Hacker Newsnew | past | comments | ask | show | jobs | submitlogin

I maintain a couple of MySQL based applications. I don't really use any features outside of "standard SQL" is there a reason to switch over to Pg? I haven't used Pg before and usually default to MySQL.


One big argument: Transactional DDL. For example:

  begin;
  alter table foos add answer int not null default 42;
  alter table foos drop column plumbus;
  update foos set name = upper(name);
  create table bars (t serial);
  drop table dingbats;
  rollback;  // Or, of course, commit
What's the benefit? Atomic migrations. You can create, alter, drop tables, update data, etc. in a single transaction, and it will either commit complete if all the changes succeed, or roll back everything.

This is not possible in MySQL, or almost any other database [1], including Oracle — DDL statements aren't usually transactional. (In MySQL, I believe a DDL statement implicits commits the current transactions without warning, but I could be wrong.)

Beyond that, I'd mention: PostGIS, arrays, functional indexes, and window functions. You may not use these things today, but once you discover them, you're bound to.

[1] https://wiki.postgresql.org/wiki/Transactional_DDL_in_Postgr...


I use transactional DDL in my tests. All the tables, triggers, etc. are set up inside a transaction, and then the actual tests run inside nested transactions. At the end of the test run, the outer transaction gets rolled back, and everything disappears.

I don't know if it accomplishes anything truly new (other than ideas that aren't very useful in practice like being able to have multiple test runs going in parallel), but it's a pretty neat way to be able to do it and works well.


Transactional tests have some downsides, unfortunately.
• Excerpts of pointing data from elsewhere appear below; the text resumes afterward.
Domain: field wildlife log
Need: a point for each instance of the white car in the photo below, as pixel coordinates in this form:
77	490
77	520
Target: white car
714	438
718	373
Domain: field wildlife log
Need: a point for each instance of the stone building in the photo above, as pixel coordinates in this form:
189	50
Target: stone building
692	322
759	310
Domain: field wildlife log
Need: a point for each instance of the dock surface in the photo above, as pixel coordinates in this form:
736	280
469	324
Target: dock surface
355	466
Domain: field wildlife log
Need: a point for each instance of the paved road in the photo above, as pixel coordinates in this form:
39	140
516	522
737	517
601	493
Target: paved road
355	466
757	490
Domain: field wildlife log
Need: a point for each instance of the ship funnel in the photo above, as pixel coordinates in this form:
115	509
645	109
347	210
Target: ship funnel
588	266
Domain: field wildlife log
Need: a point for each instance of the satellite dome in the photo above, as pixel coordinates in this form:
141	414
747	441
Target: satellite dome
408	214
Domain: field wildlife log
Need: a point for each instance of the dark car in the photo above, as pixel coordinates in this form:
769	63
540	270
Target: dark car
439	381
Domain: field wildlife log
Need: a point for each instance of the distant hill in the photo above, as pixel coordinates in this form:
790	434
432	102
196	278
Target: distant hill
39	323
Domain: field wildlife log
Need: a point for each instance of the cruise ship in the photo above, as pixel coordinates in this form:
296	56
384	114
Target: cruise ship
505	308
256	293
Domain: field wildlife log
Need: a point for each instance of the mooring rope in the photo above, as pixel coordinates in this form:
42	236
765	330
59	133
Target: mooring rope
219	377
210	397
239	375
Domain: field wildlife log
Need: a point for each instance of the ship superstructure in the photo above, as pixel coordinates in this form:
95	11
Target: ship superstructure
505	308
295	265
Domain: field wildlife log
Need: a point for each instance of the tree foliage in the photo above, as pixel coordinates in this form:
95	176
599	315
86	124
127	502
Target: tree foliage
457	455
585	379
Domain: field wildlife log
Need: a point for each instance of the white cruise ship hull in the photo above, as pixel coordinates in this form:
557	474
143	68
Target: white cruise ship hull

If your tests test transactional code, that code itself cannot create transactions; they have to use savepoints, which aren't quite the same. Transactional tests also don't work with testing anything concurrent, unless you share the session across threads/goroutines/whatever.

Lastly, if a test fails you'd typically like to leave the data behind so that you can inspect it. A transactional test that rolls back on failure won't allow that.


Save points, with proper management of them, seem to match a conceptual nested transaction as far as I've seen. We've got a test bed connection manager that mocks savepoint creation, rollback and committal into transaction management functions so doing something like beginTransaction && beginTransaction works fine.


There may be some semantic nuances. Savepoints aren't real transactions, so they "inherit" the locks of the parent transaction, for example. But it might not matter in practice in the context of tests.


That's true, thanks. None of those are relevant for me, but there definitely are cases where it wouldn't be the right approach.


I use Pg's Template Databases[1] for this. Gives me the freedom to use transactions and concurrency in tests.

Without this built-in feature, I'd have used filesystem snapshots, if I didn't mind the time it'd take to stop and start Pg.

----

1: https://www.postgresql.org/docs/current/manage-ag-templatedb...


I don't think one would migrate if Pg's strength is on 'alter table' which isn't what people do on a daily basis

Might want to mention the downside of using MySQL as well. (Am also interested to know as a daily MySQL user.)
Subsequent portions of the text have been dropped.